QA as a Change Agent in Defect Prevention

QA Checklists help drive developer excellence

Q: The role of QA is less to test out the bugs than figure out how bugs are introduced into the product and reduce that opportunity. How does QA contribute to removing those obstacles?

A colleague of mine once emphasized “you can’t test Quality in!” For some, it is sensible to move forward with decisions based on the notion that a longer work day for testers or throwing more offshore resources at a project at the tail end of a rush of development would somehow make the software better.

Yes, it is important to establish and govern a defect management system, manage test cases, and archive and communicate the nature of the test execution results. Yes, the ROI can be quite positive when an organized automated test framework, regression methodology, and business-process or product-feature-based test analysis is performed. In addition to these reactive methods, however, software development lifecycles require defect prevention techniques, especially as applied through Agile or XP philosophies which deliver working software more often. Defect prevention techniques are not a replacement for effects management, but rather are applied in concert.

When examining what a group is doing for defect prevention, I begin with a strategic checklist:

  • Do we have clear roles and responsibilities of our positions? Are we able to map our job title to our role on the team? QA can often question and refine this at the VP/Dir level.
  • Are there opportunities to define ownership for the strategic value of building code, architecting technical infrastructure, production support, new functionality testing, regression testing, defect process management, UAT process management, work ticket management, and work prioritization as mapped to a tactical project plan as mapped to strategic company goals? QA can often question and refine this at the VP, Dir, ProjM, and ProdM level.
  • Do we understand what Test-Driven Development is? Are we doing it? Why? QA can work with the head of App Mgmt to define/refine/implement this. Ultimately development must own and lead this effort. QA can audit it.
  • Do we have a consistent unit test strategy integrated into our build process? Unit testing keep development honest to their own standards. The tests provide the measurement of the standards. Development must innovate and support this.
  • Do we have a deployment checklist for a smoketest based on which QA either accepts or rejects builds from development? Operations, Support, and development must co-author this. QA’s job is to spearhead and inspire the effort and audit the results by ensuring each step is followed –and works – in a staging or pre-production integration environment.
  • Are we using source control and a well-thought-out branching strategy?
  • Do we have test, branch, n+1, and staging environments established that can/will maintain parity with our deployment intensity?
  • Do we have script- and repository-based deployment systems set up that automated code, configuration, data schema, and upgrade rollouts and rollbacks?
  • Do we have strong application development technical leadership?
  • Do we know why we are developing software the way we are and what the critical success factors (CSFs) are to make our software development lifecycle (SDLC) succeed?
  • Have we followed Occam’s Razor to reduce our meetings and deliverables to the minimum required set in order to consistently deliver excellent software?
  • Do we know what portions of the system is and is not covered by tests? Do we understand the nature and depth of these tests? Are we sure the tests that pass are testing the product correctly and effectively?
  • Are QA tests, results, and automation code under revision control?
  • Are automated QA tests and the automation infrastructure code reviewed?
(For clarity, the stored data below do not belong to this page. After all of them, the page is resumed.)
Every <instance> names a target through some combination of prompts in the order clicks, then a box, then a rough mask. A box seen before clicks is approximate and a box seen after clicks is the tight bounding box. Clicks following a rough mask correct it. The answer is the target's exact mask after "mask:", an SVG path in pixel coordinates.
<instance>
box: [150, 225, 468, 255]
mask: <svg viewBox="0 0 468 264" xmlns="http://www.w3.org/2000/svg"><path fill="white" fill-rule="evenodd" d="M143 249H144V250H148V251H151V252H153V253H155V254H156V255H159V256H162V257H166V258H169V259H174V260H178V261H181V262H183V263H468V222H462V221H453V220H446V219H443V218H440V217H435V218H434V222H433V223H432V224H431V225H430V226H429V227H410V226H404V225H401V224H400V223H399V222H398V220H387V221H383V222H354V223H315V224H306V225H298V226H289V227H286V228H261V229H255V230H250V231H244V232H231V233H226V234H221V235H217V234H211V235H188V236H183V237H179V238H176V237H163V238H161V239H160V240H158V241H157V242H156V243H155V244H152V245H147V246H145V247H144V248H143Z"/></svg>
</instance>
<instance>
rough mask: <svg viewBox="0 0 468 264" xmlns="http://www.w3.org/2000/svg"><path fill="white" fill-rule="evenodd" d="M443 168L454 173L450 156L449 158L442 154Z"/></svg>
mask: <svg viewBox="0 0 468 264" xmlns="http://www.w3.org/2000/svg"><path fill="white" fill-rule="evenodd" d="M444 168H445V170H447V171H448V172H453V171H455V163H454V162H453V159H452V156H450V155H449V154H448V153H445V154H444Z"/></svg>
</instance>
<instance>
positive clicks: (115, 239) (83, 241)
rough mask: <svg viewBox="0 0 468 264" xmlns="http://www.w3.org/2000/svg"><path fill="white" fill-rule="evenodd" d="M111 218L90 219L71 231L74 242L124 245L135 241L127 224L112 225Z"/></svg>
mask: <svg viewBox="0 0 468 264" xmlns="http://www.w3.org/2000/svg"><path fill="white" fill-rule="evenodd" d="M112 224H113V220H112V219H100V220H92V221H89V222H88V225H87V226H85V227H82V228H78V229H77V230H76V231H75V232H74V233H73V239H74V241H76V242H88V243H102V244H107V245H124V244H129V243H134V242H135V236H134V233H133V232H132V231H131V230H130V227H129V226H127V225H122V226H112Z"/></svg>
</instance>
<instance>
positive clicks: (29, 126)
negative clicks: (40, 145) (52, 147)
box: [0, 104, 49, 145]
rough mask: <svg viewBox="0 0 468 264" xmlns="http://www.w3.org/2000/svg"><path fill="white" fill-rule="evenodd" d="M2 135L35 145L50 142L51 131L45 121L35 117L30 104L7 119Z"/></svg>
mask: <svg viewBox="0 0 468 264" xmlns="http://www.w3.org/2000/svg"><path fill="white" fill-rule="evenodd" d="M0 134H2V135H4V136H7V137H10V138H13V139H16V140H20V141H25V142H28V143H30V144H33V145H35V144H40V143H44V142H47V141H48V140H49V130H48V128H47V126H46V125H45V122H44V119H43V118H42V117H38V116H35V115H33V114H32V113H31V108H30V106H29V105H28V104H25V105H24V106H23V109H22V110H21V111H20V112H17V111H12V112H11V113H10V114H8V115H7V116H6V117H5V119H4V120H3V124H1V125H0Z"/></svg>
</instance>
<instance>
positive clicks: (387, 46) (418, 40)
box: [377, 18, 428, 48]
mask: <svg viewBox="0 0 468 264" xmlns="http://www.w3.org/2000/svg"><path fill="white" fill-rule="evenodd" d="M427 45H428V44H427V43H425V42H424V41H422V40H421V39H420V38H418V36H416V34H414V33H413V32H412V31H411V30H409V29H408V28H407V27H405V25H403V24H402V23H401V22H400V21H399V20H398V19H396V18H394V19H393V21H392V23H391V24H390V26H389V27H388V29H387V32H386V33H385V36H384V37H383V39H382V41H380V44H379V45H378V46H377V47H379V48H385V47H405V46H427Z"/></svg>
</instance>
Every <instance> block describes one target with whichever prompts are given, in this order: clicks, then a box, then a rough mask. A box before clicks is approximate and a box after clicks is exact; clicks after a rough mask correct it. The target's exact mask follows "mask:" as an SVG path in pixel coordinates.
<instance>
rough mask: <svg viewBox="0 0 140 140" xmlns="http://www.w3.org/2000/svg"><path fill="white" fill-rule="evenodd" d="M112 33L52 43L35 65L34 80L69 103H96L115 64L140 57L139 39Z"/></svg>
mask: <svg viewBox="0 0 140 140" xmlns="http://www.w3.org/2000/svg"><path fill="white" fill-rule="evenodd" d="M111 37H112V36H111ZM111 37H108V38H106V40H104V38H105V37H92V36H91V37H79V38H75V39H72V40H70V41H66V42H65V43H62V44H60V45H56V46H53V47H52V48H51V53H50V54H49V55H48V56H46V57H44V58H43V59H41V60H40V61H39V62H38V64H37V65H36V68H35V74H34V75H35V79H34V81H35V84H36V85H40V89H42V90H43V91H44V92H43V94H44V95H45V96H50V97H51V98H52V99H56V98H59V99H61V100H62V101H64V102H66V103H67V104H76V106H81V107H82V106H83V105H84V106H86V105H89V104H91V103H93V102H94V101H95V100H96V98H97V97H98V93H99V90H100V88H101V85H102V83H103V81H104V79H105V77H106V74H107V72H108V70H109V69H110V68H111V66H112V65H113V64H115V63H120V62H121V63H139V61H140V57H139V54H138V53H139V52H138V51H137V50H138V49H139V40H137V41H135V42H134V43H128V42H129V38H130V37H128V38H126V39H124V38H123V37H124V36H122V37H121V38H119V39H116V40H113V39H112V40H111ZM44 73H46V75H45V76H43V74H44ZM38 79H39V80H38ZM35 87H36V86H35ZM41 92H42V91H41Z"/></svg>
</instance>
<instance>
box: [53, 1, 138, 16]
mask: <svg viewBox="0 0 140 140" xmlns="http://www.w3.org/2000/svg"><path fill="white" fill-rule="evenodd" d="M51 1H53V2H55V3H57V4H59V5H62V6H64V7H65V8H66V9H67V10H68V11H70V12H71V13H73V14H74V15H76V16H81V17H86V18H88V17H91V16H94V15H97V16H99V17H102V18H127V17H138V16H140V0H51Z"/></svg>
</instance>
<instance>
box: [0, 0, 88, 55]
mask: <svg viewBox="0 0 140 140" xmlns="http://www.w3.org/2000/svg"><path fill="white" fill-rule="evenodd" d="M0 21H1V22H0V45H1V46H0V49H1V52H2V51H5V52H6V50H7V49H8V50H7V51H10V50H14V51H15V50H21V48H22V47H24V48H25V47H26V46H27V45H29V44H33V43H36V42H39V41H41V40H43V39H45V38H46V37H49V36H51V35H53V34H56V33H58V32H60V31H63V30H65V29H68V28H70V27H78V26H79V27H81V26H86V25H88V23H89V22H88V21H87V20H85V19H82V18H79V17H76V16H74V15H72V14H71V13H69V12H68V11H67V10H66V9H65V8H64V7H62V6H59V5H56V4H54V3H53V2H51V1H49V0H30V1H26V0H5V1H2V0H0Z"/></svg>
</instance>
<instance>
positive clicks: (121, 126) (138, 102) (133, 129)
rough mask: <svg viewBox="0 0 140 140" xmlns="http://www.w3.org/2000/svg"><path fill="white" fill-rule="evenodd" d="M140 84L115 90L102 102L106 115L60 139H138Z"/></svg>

Executing on this checklist is a delicate balance between getting your day to day work done and working in strategic adjustments that can build on the momentum the team has already built. Building change into an existing process that requires putting the brakes on should be strongly evaluated (often with at least two layers of management) before applying. The same goes for staff position elimination and hiring. Always take steps to motivate and audit your staff’s ability to produce before making hiring or firing changes – I find this evaluative process generally takes at least 2-3 months, especially for a new manager.

QA’s role in defect prevention is one of assertive leadership and mindful audit of current procedures. By applying experience and a checklist-style approach to evaluating and inspiring change, the front-loaded quality rating of software can be vastly optimized so that defects are minimized before the software is built.